Der Britisches Pfund (GBP) gibt am Mittwoch gegenüber dem US-Dollar (USD) nach, wobei der Greenback aufgrund der Abwärtsbewegung leichte Unterstützung findet Liquidität während der verkürzten US-Feriensitzung. Zum Zeitpunkt des Verfassens dieses Artikels handelt GBP/USD um die 1,3500 und gibt leicht nach, nachdem es kurzzeitig ein Intraday-Hoch bei 1,3534 erreicht hatte, den höchsten Stand seit dem 19. September.
Die Märkte reagierten gedämpft auf die jüngsten wöchentlichen US-Arbeitsmarktdaten, die gemischte Signale lieferten. Anfänglich Anträge auf Arbeitslosenunterstützung sank von 224.000 in der Vorwoche auf 214.000 und lag damit unter der Marktprognose von 223.000. Unterdessen stiegen die Anträge auf fortlaufende Arbeitslosenunterstützung von 1,885 Millionen auf 1,923 Millionen, während der Vierwochendurchschnitt der Erstanträge von 217,5.000 auf 216,75.000 sank.
Trotz einer kurzfristigen Erholung steht der US-Dollar weiterhin unter anhaltendem Druck, da die Erwartung einer weiteren Lockerung der Geldpolitik durch die Federal Reserve (Fed) bis 2026 den Greenback weiterhin belastet und das GBP/USD-Paar weiterhin gut unterstützt. Der US-Dollar-Index (DXY), der den Greenback gegenüber einem Korb aus sechs Hauptwährungen misst, liegt bei etwa 97,95 und damit knapp über seinem niedrigsten Stand seit dem 3. Oktober.

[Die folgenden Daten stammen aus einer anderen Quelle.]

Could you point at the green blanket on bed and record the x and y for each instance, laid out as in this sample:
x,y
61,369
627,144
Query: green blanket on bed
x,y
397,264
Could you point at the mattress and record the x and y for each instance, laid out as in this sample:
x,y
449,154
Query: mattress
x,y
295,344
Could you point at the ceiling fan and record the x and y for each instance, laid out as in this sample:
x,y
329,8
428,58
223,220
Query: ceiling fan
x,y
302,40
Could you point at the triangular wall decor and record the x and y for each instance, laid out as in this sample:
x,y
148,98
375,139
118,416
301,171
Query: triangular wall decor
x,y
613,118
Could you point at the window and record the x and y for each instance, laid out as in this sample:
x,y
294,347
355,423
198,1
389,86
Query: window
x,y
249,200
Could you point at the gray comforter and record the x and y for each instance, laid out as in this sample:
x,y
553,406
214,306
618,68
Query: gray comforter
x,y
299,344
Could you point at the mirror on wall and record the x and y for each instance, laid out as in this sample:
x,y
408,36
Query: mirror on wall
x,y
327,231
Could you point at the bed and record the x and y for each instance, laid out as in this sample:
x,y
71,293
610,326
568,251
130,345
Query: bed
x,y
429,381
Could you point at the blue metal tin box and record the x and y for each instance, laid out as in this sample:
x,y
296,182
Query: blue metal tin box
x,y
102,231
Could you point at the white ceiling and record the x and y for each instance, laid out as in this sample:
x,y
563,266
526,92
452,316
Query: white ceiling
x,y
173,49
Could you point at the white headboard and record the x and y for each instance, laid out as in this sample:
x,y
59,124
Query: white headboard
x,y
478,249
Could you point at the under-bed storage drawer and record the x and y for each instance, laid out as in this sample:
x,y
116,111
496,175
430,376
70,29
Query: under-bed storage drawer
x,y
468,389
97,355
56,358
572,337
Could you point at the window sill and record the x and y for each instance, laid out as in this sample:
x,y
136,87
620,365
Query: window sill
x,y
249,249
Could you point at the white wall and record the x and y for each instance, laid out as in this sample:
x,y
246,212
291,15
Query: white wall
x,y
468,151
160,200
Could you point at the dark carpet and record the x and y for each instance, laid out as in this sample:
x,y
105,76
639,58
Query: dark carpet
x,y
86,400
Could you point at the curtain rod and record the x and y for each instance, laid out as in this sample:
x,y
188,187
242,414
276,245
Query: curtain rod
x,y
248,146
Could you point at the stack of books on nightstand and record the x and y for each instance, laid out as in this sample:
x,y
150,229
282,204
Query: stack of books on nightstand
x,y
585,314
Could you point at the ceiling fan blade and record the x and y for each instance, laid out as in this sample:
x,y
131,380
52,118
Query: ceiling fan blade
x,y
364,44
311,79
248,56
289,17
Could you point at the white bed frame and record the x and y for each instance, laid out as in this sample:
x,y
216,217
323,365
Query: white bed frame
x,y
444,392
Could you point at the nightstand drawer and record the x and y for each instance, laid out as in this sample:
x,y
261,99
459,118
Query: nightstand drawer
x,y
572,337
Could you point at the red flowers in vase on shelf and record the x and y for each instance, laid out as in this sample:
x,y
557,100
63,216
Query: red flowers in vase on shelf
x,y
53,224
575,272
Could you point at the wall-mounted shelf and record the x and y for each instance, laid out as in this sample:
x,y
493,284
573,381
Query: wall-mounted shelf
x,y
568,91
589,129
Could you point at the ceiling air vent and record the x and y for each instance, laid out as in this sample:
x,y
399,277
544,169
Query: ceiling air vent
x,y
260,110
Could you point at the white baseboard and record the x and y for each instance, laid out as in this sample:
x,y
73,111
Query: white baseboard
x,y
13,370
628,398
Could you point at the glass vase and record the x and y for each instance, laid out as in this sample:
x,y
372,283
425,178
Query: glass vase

Die Märkte gehen allgemein davon aus, dass die Fed die Zinssätze auf ihrer Januar-Sitzung unverändert lassen wird, wobei das CME FedWatch Tool nur eine Wahrscheinlichkeit von 13 % für eine Zinssenkung anzeigt. Nach der geldpolitischen Entscheidung im Dezember sagte Fed-Chef Jerome Powell, die Zentralbank sei „gut aufgestellt, um abzuwarten, wie sich die Wirtschaft entwickelt.“ Dennoch erwarten die Anleger eine Rückkehr zur Lockerung im späteren Jahresverlauf, da die Märkte derzeit zwei Zinssenkungen im Jahr 2026 einpreisen.
Auf britischer Seite bleiben die geldpolitischen Aussichten im Großen und Ganzen unterstützend für das Pfund Sterling. Es wird erwartet, dass die Bank of England (BoE) im Jahr 2026 vorsichtig vorgehen wird, nachdem sie auf ihrer Sitzung im Dezember signalisiert hatte, dass die Zinssätze zwar im Laufe der Zeit sinken könnten, künftige politische Entscheidungen aber „enger werden“, was die Erwartungen eines aggressiven Lockerungszyklus dämpft.
Prognosen von UBS zufolge dürfte die BoE im Jahr 2026, möglicherweise in der ersten Jahreshälfte, zwei weitere Zinssenkungen um 25 Basispunkte vornehmen, was den Leitzins in Richtung etwa 3,25 % bringen würde. UBS fügt hinzu, dass die anhaltende Inflation im Dienstleistungssektor und das immer noch hohe Lohnwachstum das Tempo der Lockerung verlangsamen könnten.